Tanpa dukungan intensif, keadaan anak-anak ini akan menjadi lebih buruk seiring berjalannya waktu, bukan menjadi lebih baik, ia memperingatkan. “Kecil kemungkinannya Anda mendapatkan hasil yang baik dalam studi, ujian, dan pekerjaan yang baik. Kita akan melihat dampaknya selama beberapa dekade mendatang.”

remaja

Berkerumun di kamar tidur mereka selama berjam-jam setiap hari, dan hanya ditemani oleh media sosial, remaja kehilangan kontak tatap muka yang penting dengan teman sebaya selama tahap kehidupan yang formatif dan sering kali penuh gejolak. Dampak lockdown terhadap kesehatan mental mereka sudah terdokumentasi dengan baik. Gangguan terhadap pendidikan dan isolasi sosial yang berkepanjangan “membuat kaum muda terpapar pada banyak faktor risiko penyakit mental, sehingga meningkatkan kekhawatiran serius mengenai kesejahteraan mereka,” tulis peneliti KCL pada tahun 2022.

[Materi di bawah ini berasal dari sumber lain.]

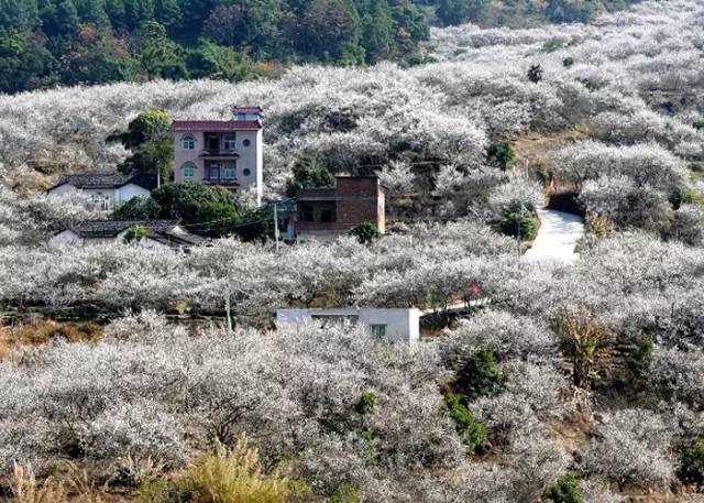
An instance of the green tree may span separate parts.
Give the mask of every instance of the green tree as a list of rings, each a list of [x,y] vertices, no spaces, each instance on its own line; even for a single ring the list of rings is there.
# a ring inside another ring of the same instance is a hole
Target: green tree
[[[372,222],[358,223],[350,230],[350,236],[354,236],[362,244],[370,244],[381,238],[382,233]]]
[[[345,0],[311,0],[300,20],[298,50],[317,59],[362,64],[360,17]]]
[[[135,225],[130,226],[124,231],[124,242],[127,244],[136,244],[146,236],[146,228],[144,226]]]
[[[506,236],[531,241],[538,234],[538,220],[530,211],[507,211],[502,216],[499,228]]]
[[[486,149],[486,160],[488,163],[504,171],[510,167],[514,157],[514,147],[505,141],[492,142]]]
[[[452,392],[447,392],[444,400],[450,417],[470,452],[482,452],[486,449],[486,427],[474,418],[466,406],[466,400],[462,395]]]
[[[460,362],[454,387],[469,400],[494,395],[506,387],[506,374],[496,363],[494,352],[483,347]]]
[[[40,87],[52,80],[56,64],[35,34],[0,29],[0,91]]]
[[[362,46],[366,63],[388,57],[393,46],[392,20],[387,0],[370,0],[362,18]]]
[[[574,472],[559,477],[546,491],[546,497],[553,503],[582,503],[582,490]]]
[[[704,486],[704,437],[685,447],[680,455],[678,477],[685,483]]]
[[[139,62],[146,78],[187,78],[183,47],[166,36],[166,29],[147,21],[138,32]]]
[[[128,124],[128,130],[112,134],[108,141],[119,141],[133,153],[118,168],[122,173],[161,173],[170,176],[174,164],[172,120],[164,110],[146,110]]]

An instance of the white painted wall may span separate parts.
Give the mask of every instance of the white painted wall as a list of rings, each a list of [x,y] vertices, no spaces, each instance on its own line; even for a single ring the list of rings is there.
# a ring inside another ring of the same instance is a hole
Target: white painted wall
[[[277,309],[277,325],[312,325],[315,315],[323,316],[358,316],[359,324],[371,331],[372,325],[386,325],[386,339],[392,342],[416,342],[420,337],[420,311],[416,308],[311,308],[311,309]]]
[[[116,203],[124,203],[135,196],[146,197],[151,194],[144,187],[134,184],[127,184],[118,188],[76,188],[70,184],[63,184],[48,190],[52,196],[63,196],[74,190],[86,194],[96,204],[103,204],[106,209],[112,208]]]

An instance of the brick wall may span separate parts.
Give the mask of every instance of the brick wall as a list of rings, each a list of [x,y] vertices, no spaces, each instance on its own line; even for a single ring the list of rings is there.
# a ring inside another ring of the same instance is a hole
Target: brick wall
[[[297,222],[298,231],[331,231],[341,232],[352,229],[362,222],[375,223],[383,232],[384,192],[378,178],[375,177],[338,177],[334,190],[307,189],[297,197],[299,207],[318,201],[336,203],[334,222]]]

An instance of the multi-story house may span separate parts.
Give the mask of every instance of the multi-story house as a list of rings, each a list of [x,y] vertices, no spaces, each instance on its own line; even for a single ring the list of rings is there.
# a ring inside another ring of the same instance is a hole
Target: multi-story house
[[[174,179],[254,189],[262,199],[262,109],[235,107],[230,120],[176,120]]]

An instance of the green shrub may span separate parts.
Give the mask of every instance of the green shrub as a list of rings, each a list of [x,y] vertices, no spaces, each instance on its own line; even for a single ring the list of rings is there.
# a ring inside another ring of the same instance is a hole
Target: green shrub
[[[376,400],[377,396],[374,391],[365,390],[362,392],[359,402],[354,406],[354,411],[356,411],[359,414],[369,414],[374,411],[374,407],[376,406]]]
[[[135,196],[112,210],[113,220],[150,220],[158,216],[158,205],[152,197]]]
[[[546,497],[553,503],[582,503],[580,483],[573,472],[568,472],[548,489]]]
[[[542,80],[542,66],[532,65],[530,68],[528,68],[527,77],[531,83],[538,84],[540,80]]]
[[[507,211],[502,217],[501,230],[506,236],[530,241],[538,234],[538,220],[529,211]]]
[[[514,158],[514,147],[510,146],[508,142],[492,142],[486,149],[486,160],[488,163],[502,170],[508,170]]]
[[[382,233],[372,222],[362,222],[352,228],[350,236],[354,236],[362,244],[369,244],[377,240]]]
[[[546,53],[553,53],[561,47],[562,47],[562,41],[560,41],[559,39],[549,39],[546,41],[544,44],[542,44],[542,50]]]
[[[128,244],[139,243],[146,236],[146,228],[144,226],[131,226],[124,231],[124,242]]]
[[[238,441],[219,446],[197,459],[183,477],[141,488],[140,503],[288,503],[309,494],[309,488],[274,470],[262,468],[258,451]]]
[[[626,365],[630,374],[630,383],[634,386],[645,384],[652,363],[652,340],[640,337],[636,345],[628,351]]]
[[[501,393],[506,387],[506,374],[496,363],[494,352],[484,347],[460,363],[454,389],[474,400]]]
[[[685,448],[680,455],[678,475],[685,483],[704,485],[704,437]]]
[[[464,397],[458,393],[448,391],[444,396],[450,417],[462,437],[462,442],[470,452],[482,452],[487,447],[486,427],[476,420],[466,405]]]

Sebuah penelitian di universitas yang diterbitkan pada Mei 2021 menemukan bahwa sekitar setengah dari anak usia 11 hingga 12 tahun dalam kelompok ini melaporkan peningkatan gejala depresi, sementara seperempatnya melaporkan peningkatan gejala gangguan stres pascatrauma. Tinjauan sistematis yang dipimpin oleh Institut Psikiatri, Psikologi, dan Ilmu Saraf KCL menemukan bahwa lockdown terkait dengan tekanan psikologis, kesepian, kebosanan, ketakutan, dan stres di kalangan anak muda. Sekali lagi, anak perempuanlah yang paling terkena dampaknya.